Developing a friendship based on virtue requires "time, familiarity, trust, mutual good will, and mutual sacrifice." Triathlon provides an excellent setting to meet these requirements. Training with the same person or a few people gives you the chance to spend time with them - and in the case of Ironman training - a lot of time together. Of course, merely spending time with someone doesn't necessarily lead a virtuous friendship. But training together, bedcause it involves meeting challenges together, and being with your training partner away from computers, cell phones,and television frees you up to develop a deeper friendship. Biking six hours with someone on Saturday and running two hours with them on Sunday regularly gives ample time for familiarity, trust, mutual good will, and mutual sacrifice to develop.
In the May 2005 issue of Runner's World, John Bingham, a.k.a. "the Penguin," reflects on the nature of the friendships of runners. Bingham quotes the German philosopher Friedrich Nietzche, who said that "Exhaustion is the shortest way to equality and fraternity." Bingham observes that the type of friendships you develop with your running buddies enable you to "go past age, gender, ethnicity, social status, and all of the initial criteria we normally use to judge people." He makes a good point. On the road, your socio-economic status won't help you be a faster runner. Older runners are able to challenge younger ones and women often outrun the men. But it's not all about speed, especially for me. One reason some runners run slower is they want the social interaction of running in a group with other runners. They would rather not run eight miles gasping for breath the whole way, when they could run slower and use that time to connect with another person.

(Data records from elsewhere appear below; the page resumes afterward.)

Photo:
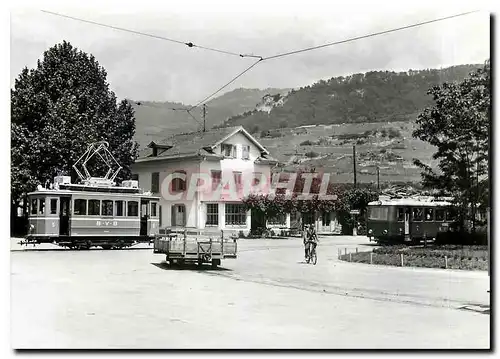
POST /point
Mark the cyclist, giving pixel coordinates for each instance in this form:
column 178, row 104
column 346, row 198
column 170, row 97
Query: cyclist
column 310, row 240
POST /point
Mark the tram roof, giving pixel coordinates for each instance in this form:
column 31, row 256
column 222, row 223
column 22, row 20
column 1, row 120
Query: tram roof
column 82, row 189
column 411, row 202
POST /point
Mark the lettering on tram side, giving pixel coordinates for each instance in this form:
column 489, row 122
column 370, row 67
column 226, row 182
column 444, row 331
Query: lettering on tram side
column 106, row 223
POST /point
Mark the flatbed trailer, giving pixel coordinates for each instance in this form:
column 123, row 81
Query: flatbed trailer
column 182, row 249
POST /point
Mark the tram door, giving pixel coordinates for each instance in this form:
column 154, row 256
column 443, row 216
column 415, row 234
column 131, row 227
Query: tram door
column 407, row 222
column 144, row 217
column 64, row 215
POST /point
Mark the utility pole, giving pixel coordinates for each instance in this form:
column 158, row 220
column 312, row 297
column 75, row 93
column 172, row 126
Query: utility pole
column 204, row 114
column 378, row 178
column 354, row 163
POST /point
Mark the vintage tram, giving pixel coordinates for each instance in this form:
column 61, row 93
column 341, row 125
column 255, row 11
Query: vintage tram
column 413, row 220
column 93, row 213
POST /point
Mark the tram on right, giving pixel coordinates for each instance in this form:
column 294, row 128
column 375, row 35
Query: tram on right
column 409, row 220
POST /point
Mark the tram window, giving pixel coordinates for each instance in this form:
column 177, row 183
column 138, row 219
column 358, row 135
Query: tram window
column 440, row 214
column 429, row 214
column 132, row 209
column 153, row 209
column 401, row 214
column 144, row 209
column 379, row 213
column 94, row 207
column 107, row 208
column 80, row 207
column 417, row 214
column 119, row 208
column 34, row 206
column 53, row 206
column 41, row 209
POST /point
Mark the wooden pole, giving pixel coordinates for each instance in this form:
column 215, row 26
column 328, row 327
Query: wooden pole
column 354, row 164
column 378, row 178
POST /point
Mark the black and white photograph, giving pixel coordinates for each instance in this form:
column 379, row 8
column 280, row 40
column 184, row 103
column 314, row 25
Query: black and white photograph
column 248, row 175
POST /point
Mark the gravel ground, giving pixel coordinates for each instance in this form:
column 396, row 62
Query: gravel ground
column 266, row 298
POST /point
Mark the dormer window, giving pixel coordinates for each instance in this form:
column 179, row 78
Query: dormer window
column 245, row 152
column 228, row 151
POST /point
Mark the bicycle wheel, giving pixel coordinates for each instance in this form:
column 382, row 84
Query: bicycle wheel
column 314, row 257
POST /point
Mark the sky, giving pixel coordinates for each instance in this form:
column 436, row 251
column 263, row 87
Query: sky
column 144, row 68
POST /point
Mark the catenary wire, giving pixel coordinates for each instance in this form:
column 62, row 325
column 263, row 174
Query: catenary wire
column 188, row 44
column 367, row 36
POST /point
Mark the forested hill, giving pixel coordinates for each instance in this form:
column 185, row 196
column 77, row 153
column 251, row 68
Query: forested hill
column 371, row 97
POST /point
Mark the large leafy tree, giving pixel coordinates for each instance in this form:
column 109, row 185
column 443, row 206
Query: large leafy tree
column 458, row 125
column 57, row 110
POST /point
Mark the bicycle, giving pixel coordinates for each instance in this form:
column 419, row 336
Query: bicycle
column 312, row 256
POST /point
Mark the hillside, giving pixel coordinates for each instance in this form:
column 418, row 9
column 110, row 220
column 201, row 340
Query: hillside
column 378, row 96
column 155, row 120
column 389, row 146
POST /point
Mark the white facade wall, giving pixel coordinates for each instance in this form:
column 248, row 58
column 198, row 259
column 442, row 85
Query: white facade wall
column 196, row 209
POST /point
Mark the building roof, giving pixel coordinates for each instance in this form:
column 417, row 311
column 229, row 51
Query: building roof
column 195, row 144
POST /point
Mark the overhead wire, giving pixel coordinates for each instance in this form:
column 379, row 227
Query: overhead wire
column 260, row 58
column 188, row 44
column 366, row 36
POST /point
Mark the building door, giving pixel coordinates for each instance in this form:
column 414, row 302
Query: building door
column 144, row 217
column 178, row 215
column 64, row 215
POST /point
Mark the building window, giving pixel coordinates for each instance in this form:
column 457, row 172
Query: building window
column 34, row 206
column 178, row 215
column 41, row 209
column 238, row 179
column 212, row 214
column 451, row 215
column 228, row 150
column 119, row 208
column 80, row 207
column 417, row 214
column 236, row 215
column 325, row 219
column 53, row 206
column 153, row 209
column 245, row 152
column 132, row 209
column 94, row 207
column 279, row 219
column 440, row 214
column 178, row 184
column 155, row 182
column 107, row 208
column 429, row 214
column 216, row 179
column 257, row 176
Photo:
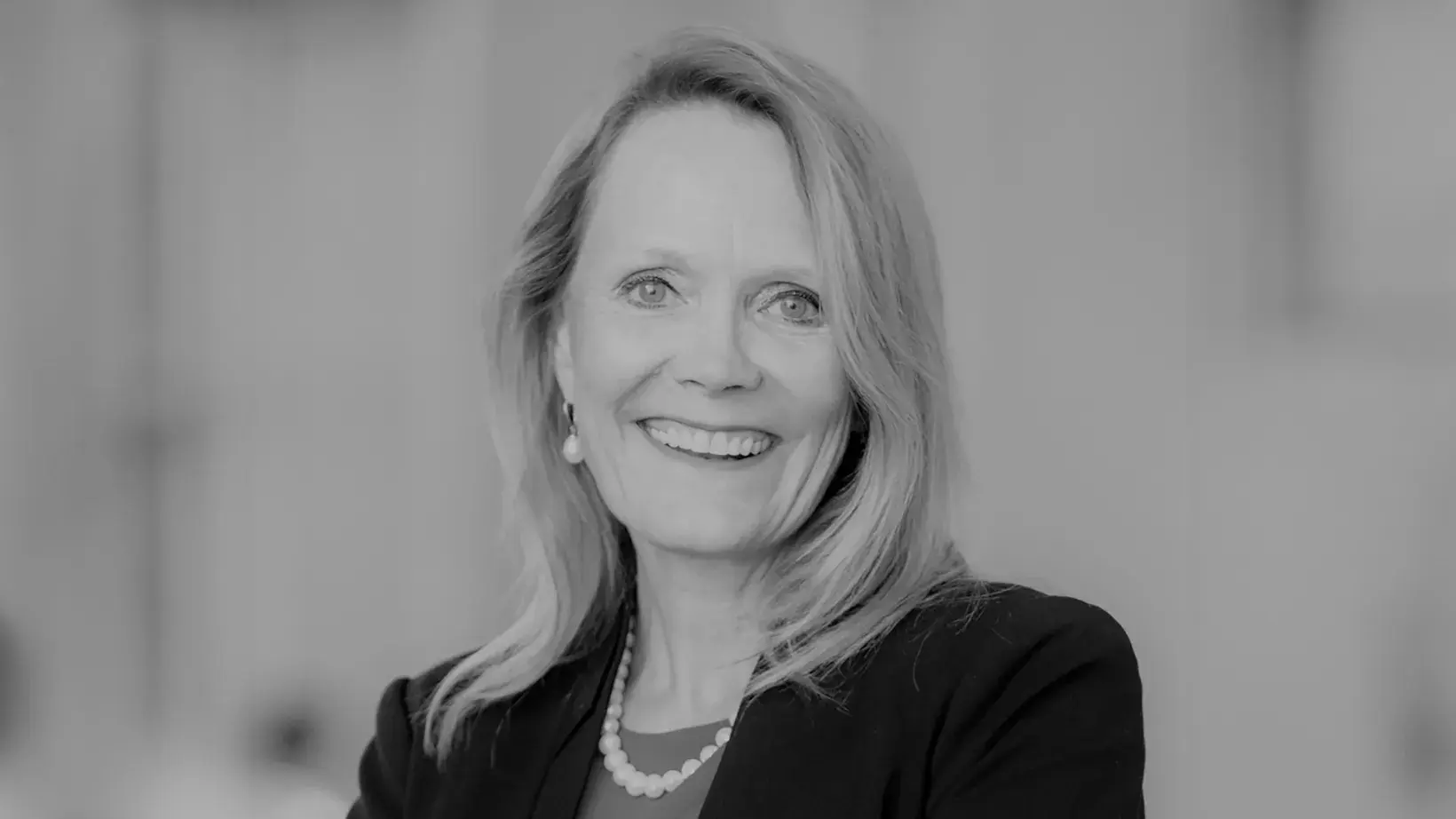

We must have and use the necessary equipment to achieve true, purposeful, virtuous happiness. Physical health is one aspect of this - but only one part - insofar as physical fitness contributes to our overall well-being. Aristotle would remind us, however, that the soul must also be healthy if we are to be happy. We must possess and consistently exercise the virtues if we want to successfully reach the goal of happiness over the course of our lives. To be a good athlete, you must practice. And to be a good person, you must practice virtues. We need friendships based on virtue, in which we pursue together.
Go for a swim, or ride your bike, or go for a run, if it is something you love to do. And while you're at it, take a good friend with you.